While citation counts are one indicator of research visibility rather than a comprehensive measure of scholarly impact or quality, recognition of this kind provides useful evidence that a body of work is being actively engaged with by the international research community.
About the ESI designations
ESI’s Highly Cited Papers are publications that rank in the top 1% globally by citations for their research field and publication year, assessed against the full Web of Science database over a rolling ten-year window. Thresholds are recalculated bimonthly across 22 broad research fields, covering tens of millions of publications worldwide. Top Papers additionally reflect current research engagement, combining citation performance with recent citation activity, identifying work that remains at the forefront of active scholarly debate.
The recognised publications
The first paper, “Reconsidering Student Feedback Literacy from an Ecological Perspective” (Assessment & Evaluation in Higher Education, 2021), is a sole-authored contribution in which Sin-Wang proposed an ecological reconceptualisation of how students engage with academic feedback. The paper has been widely cited across educational research, language education, and higher education studies.

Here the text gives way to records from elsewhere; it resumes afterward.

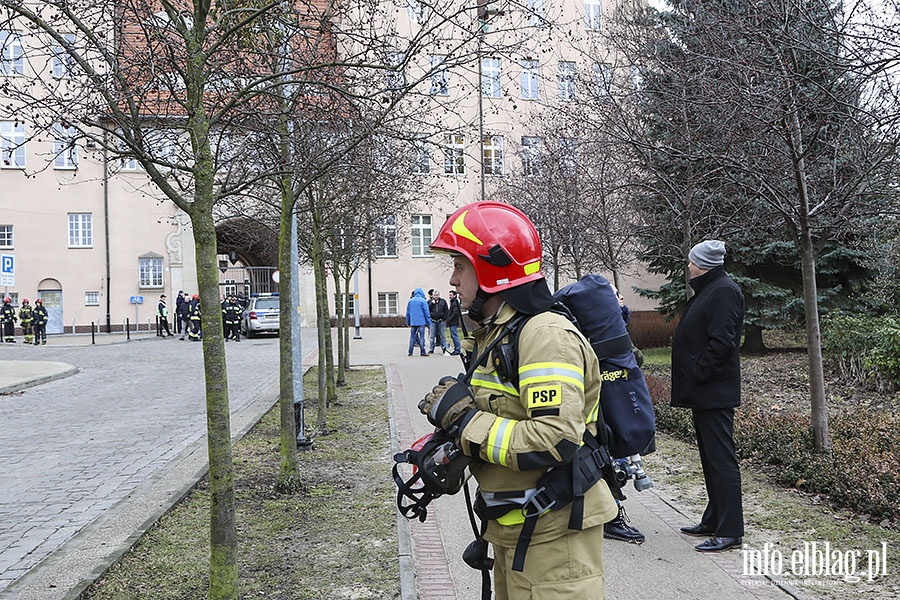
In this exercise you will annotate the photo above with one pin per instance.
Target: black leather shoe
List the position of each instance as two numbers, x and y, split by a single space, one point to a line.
717 544
619 529
699 529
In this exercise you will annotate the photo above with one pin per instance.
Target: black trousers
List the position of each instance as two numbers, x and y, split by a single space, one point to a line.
721 472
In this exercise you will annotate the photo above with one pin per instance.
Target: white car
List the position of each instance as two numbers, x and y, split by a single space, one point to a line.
261 315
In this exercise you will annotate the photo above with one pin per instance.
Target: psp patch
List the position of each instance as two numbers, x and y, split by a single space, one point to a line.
544 396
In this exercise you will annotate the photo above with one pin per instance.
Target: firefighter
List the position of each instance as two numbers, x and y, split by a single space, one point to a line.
8 319
162 313
194 314
516 433
40 317
231 314
26 317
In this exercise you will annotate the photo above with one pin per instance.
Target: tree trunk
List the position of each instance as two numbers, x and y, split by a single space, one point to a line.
753 343
287 419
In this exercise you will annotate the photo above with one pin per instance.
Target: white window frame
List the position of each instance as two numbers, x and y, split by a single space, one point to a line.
490 77
593 15
65 150
150 272
6 236
386 237
439 79
396 74
12 59
12 145
492 155
81 230
536 13
420 163
530 80
602 78
454 154
422 232
567 74
62 63
531 153
388 304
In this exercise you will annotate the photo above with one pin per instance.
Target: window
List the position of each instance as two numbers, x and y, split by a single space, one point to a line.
536 13
386 236
602 78
569 151
439 81
454 159
492 155
65 151
6 239
63 64
11 54
490 78
396 76
530 80
388 303
421 235
12 145
637 80
415 10
531 156
566 80
81 233
150 271
420 163
592 10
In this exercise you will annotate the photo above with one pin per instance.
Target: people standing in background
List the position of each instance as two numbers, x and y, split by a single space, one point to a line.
194 317
41 317
8 319
179 300
417 319
438 309
162 313
454 318
26 318
706 377
184 316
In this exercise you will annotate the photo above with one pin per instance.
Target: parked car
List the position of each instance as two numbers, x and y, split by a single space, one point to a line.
261 315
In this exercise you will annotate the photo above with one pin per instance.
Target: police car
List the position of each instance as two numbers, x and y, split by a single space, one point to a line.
261 315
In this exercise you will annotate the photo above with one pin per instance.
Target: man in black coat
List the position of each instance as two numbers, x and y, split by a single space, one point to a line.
706 377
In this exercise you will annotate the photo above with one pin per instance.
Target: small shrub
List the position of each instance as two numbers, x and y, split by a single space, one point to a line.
650 329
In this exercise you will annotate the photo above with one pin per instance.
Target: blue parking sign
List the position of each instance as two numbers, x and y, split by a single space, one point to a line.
7 270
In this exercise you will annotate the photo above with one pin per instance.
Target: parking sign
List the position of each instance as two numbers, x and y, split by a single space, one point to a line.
7 270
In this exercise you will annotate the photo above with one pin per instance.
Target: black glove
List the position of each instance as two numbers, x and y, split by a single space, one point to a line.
447 404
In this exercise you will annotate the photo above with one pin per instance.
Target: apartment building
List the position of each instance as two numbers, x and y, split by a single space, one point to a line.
93 238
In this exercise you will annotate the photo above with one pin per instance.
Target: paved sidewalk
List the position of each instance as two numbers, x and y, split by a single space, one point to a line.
99 440
665 567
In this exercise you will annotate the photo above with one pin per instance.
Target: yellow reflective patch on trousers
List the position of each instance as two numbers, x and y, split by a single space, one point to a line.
544 396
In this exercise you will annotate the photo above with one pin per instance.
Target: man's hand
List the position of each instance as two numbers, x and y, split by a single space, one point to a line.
447 404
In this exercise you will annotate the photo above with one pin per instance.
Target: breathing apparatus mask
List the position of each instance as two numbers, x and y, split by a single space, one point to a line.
439 468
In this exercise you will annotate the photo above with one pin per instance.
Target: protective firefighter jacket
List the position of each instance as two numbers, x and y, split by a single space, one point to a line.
519 434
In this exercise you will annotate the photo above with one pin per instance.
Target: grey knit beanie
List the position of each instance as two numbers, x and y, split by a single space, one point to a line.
708 254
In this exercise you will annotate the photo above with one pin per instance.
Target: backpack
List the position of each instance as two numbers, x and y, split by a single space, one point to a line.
627 409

The second, “A Meta Systematic Review of Artificial Intelligence in Higher Education: A Call for Increased Ethics, Collaboration, and Rigour” (International Journal of Educational Technology in Higher Education, 2024), is a co-authored work involving an international team of researchers led by Dr Melissa Bond (UCL). The paper provides a systematic synthesis of the AI in higher education literature and has attracted substantial attention since its publication.
Both papers are classified within ESI’s Social Sciences, General category and qualify under both the Top Papers and Highly Cited Papers designations.
Institutional context
According to ESI data, across the 2022–2026 citation window, the University of St Andrews produced 649 papers in the Social Sciences, General category, accumulating 2,687 citations at an average of 4.14 per paper. The institution has five Top Papers and five Highly Cited Papers in this category for this period. Sin-Wang’s two papers account for two of those five in each category, representing 40% of St Andrews’ recognised output at this level in the social sciences for the most recent five-year window.
Source: Clarivate Essential Science Indicators, filtered by Author: CHONG, SW; Research Field: Social Sciences, General. Data accessed May 2026. St Andrews institutional data from InCites ESI Citation Trends, Social Sciences, General, University of St Andrews, 2022–2026 window.